Benaltrismo. E' un esempio di alibi. Non ho capito chi tu sia ma cercare la finzione fuori dal tradimento, possibile, non toglie la finzione nel tradimento, connaturata al tradire.


----------



## Anais (29 Aprile 2013)

Brunetta ha detto:


> No. Una volta pensavo che fosse basato sulle menzogne. Adesso ho capito che è proprio finzione perché si interpreta un personaggio anche con se stessi. Si scrive una sceneggiatura piena di alibi a prova di ogni avvocato. Ma leggi qui?


Mi pare esagerato.
Può anche capitare che nella vita si passino periodi di merda e che momentaneamente si perda la rotta.
Ci sono infedeltà dovute a momenti di crisi. Ma non per questo vuole dire che tutta la vita in comune con il partner fosse finzione


----------



## Annuccia (29 Aprile 2013)

Brunetta ha detto:


> No. Una volta pensavo che fosse basato sulle menzogne. Adesso ho capito che è proprio finzione perché si interpreta un personaggio anche con se stessi. Si scrive una sceneggiatura piena di alibi a prova di ogni avvocato. Ma leggi qui?
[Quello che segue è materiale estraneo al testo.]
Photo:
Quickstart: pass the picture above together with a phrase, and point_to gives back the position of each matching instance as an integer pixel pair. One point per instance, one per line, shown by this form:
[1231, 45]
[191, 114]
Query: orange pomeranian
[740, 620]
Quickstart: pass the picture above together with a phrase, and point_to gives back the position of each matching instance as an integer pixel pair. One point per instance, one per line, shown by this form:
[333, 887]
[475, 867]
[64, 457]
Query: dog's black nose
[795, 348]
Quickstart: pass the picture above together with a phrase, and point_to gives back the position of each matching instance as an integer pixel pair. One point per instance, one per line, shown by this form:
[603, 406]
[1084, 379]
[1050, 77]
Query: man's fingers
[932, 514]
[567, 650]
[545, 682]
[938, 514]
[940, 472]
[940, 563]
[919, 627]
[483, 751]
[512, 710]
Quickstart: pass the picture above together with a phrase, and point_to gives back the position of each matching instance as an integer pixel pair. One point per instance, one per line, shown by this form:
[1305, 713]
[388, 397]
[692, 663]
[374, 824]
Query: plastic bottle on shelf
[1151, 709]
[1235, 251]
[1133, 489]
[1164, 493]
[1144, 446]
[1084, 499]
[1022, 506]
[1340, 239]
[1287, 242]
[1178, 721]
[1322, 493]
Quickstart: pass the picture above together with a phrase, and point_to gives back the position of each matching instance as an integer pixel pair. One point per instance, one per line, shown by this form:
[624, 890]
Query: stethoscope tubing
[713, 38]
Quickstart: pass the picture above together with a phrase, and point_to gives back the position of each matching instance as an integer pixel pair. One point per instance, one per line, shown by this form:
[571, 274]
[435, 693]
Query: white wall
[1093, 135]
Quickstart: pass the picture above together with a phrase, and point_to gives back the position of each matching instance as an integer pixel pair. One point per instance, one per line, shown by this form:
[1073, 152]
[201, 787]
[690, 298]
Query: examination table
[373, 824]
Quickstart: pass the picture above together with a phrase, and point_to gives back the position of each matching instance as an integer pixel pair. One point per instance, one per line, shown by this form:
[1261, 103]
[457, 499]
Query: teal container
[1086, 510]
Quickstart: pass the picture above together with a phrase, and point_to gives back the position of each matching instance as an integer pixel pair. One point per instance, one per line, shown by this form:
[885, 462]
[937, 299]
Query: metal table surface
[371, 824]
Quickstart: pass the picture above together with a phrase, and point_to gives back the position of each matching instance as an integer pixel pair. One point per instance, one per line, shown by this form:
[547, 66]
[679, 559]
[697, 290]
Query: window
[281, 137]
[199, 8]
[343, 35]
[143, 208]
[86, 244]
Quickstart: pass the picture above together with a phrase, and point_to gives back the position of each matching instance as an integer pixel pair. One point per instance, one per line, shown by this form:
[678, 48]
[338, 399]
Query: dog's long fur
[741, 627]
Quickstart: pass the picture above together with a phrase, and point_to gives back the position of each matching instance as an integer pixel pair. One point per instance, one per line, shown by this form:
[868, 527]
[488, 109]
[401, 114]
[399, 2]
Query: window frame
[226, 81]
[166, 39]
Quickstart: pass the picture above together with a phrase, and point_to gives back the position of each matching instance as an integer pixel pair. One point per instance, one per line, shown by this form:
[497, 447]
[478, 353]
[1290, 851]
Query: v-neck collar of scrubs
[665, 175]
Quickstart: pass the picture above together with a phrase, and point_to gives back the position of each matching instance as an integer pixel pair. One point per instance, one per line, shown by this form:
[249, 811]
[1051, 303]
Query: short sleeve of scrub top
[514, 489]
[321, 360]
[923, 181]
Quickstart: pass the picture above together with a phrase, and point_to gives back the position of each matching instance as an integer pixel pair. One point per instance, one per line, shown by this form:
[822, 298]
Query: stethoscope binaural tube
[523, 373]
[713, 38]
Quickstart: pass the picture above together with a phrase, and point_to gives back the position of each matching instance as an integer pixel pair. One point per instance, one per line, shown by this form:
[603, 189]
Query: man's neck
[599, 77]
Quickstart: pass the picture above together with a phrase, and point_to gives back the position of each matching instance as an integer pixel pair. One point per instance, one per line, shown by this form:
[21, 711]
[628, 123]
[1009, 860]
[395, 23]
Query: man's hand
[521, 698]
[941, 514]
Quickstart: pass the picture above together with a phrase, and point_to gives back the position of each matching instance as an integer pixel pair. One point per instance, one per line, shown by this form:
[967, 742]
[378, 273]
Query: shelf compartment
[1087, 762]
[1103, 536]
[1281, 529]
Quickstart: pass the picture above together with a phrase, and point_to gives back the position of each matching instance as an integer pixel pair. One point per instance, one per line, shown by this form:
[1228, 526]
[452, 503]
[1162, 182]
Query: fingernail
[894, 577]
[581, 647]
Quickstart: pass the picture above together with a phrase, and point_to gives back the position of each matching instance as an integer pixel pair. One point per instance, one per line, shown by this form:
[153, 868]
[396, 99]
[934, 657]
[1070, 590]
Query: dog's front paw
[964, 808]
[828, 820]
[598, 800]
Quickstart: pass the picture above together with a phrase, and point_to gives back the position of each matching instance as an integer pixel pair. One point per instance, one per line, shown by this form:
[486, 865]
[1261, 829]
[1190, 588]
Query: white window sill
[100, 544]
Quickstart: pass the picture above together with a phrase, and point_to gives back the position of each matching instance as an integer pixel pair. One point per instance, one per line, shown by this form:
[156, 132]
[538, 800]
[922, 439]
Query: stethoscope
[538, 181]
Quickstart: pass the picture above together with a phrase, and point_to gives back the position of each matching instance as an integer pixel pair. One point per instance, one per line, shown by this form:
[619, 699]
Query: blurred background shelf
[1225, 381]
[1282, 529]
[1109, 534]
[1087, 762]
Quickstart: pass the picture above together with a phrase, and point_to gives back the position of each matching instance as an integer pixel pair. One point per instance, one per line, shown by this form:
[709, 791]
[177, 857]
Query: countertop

certo che leggo...ho solo detto che non bisogna generalizzare ci sono storie e storie...(ci sono casi in cui la sceneggiatira è pessima :rotfl


----------



## Brunetta (29 Aprile 2013)

Anais ha detto:


> Mi pare esagerato.
> Può anche capitare che nella vita si passino periodi di merda e che momentaneamente si perda la rotta.
> Ci sono infedeltà dovute a momenti di crisi. Ma non per questo vuole dire che *tutta* la vita in comune con il partner fosse finzione


Tutta l'hai aggiunto tu. Chi tradisce interpreta anche il passato in modo tale da autogiustificarsi e o lo esalta (per apparire, a suoi propri occhi, migliore di quanto è stato) o lo svilisce, quando interpreta la vittima che ha cercato di salvarsi da una crisi o lo appiattisce, per sentirsi colui che aveva il diritto di vivere. Non fa piacere riconoscere queste cose ma se guardi nei racconti altrui lo vedi.


----------



## Sbriciolata (29 Aprile 2013)

Anais ha detto:


> Ma ci può essere finzione in una coppia anche se non si tradisce.
> Solo che forse è più accettabile?


ci sono tanti tipi di finzione pure fuori dalla coppia. Ma noi si sta parlando di tradimento e credo convenga concentrarci su quello.


----------



## Hellseven (29 Aprile 2013)

Anais ha detto:


> Mi pare esagerato.
> *Può anche capitare che nella vita si passino periodi di merda e che momentaneamente si perda la rotta.
> Ci sono infedeltà dovute a momenti di crisi. Ma non per questo vuole dire che tutta la vita in comune con il partner fosse finzione*


Vero.
Ma vero anche che una volta rotto gli argini, - magari in un momento di vera crisi e dopo aver molto ponderato, anche tra sofferenze e angosce  interiori, se tradire o meno - può diventre difficile rientrare nella "normalità" di un rapporto di coppia. Anche quando si è certi che la crisi interiore è rientrata. E' come passare dall'età dell'innocenza - sempre ammesso che ne esiste realmente una - a quella della malizia. Come fare un passo indietro? Impossibile, direi. Devi molto lavorare per non ricascarci, molto.


----------



## Anais (29 Aprile 2013)

Annuccia ha detto:


> certo che leggo...ho solo detto che non bisogna generalizzare ci sono storie e storie...(ci sono casi in cui la sceneggiatira è pessima :rotfl


Penso solo che sia possibile che un'infedeltà sia circoscritta a un momento particolare della vita.
Pensare che tutta la vita in comune sia stata falsa e che la persona che ha tradito sia un disonesto in toto...sia eccessivo.
E' stato disonesto si...ma in quella fase della sua vita.
Perchè buttare tutto all'aria quando per anni, magari, c'è stato del buono?


----------



## lothar57 (29 Aprile 2013)

Hellseven ha detto:


> Vero.
> Ma vero anche che una volta rotto gli argini, - magari in un momento di vera crisi e dopo aver molto ponderato, anche tra sofferenze e angosce  interiori, se tradire o meno - può diventre dificile rientrare nella "normalità" di un rapporto di coppia. Anche quando si è certi che la crisi interiore è rientrata. E' come passare dall'età dell'innocenza - sempre ammesso che ne esiste realmente una - a quel.a della malizi. Come fare un passo indietro?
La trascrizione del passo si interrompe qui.